Known as the Yonts building for the name on its facade, records at the Crawford County Historical Society show that the building was associated with the Spirella Corset Co., which once had a factory and extensive operation in Meadville.

Spirella created made-to-measure corsets — body-contoured undergarments for women, a product that was unique to its times a century ago — in the United Kingdom and U.S. from approximately 1904 to 1989. The worldwide business has been cited for its historic impact on the undergarment industry.

The structure, first used by Spirella in approximately 1900, made headlines nearly a year ago when a city inspection turned up concerns about parts of the building breaking off and falling onto the surrounding sidewalk and parking spaces. Since then, the sidewalk and several parking spaces around the building have been fenced off for safety’s sake. Two engineers’ reports showed serious issues with the structure.

While the bank has provided those reports to the state’s Historical Commission, commission officials were not moved.
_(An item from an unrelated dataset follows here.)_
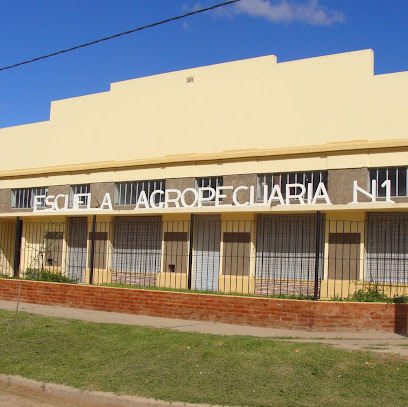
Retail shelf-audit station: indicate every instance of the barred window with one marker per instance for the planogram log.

In an effort to change that, local Erie Bank Senior Vice President Steve Cappelino recently enlisted the assistance of the two elected state officials who represent Meadville — Republican Sen. Bob Robbins and Rep. Brad Roae. The City of Meadville is also sending a letter in support of razing the building. On Friday, Cappelino appeared before the city’s Streetscape Committee to review the project and enlist the committee’s support.

Plans show the bank building at the corner of Park Avenue and West Center Alley — closest to Mickey’s — fronting directly on the sidewalk. The main walk-in entrance would face Park, where there would be about eight metered on-street parking spaces.

Around back, the bank would have two drive-through lanes and an automatic teller machine lane. Cars would enter the site from Park by turning onto West Cherry Alley and then into the bank’s lot, which would have about nine parking spaces. Customers would exit onto West Center next to Mickey’s and head back out onto Park.

A fourth lane runs across the lot for uninterrupted access across the property.

As part of the project, the bank would fix up the surface of West Cherry up to the entrance to its property.

A planting strip with trees and shrubs would run in the area between the end of the bank building and West Cherry.

Behind the bank building and its lot, two of the three metered city parking lots currently on the site would remain.

While the project does need approvals from other city boards before moving forward, Zoning Administrator Gary Johnson said it appears the project is well within all guidelines. It’s estimated that construction would take about four months. Once complete, the bank would employ up to eight people.

“I am not saying we are against preserving historical sites,” said Cappelino, “but we are going to put a better product there than what is there, plus this is going to help the city with taxes and that certainly is more than what is going on there now.”

Streetscape Committee member Jim Budney said, “you’d spend a ton more trying to fix it up.”

The committee unanimously approved the project and will send the minutes of its meeting to the state Historical Commission with the city’s letter of support.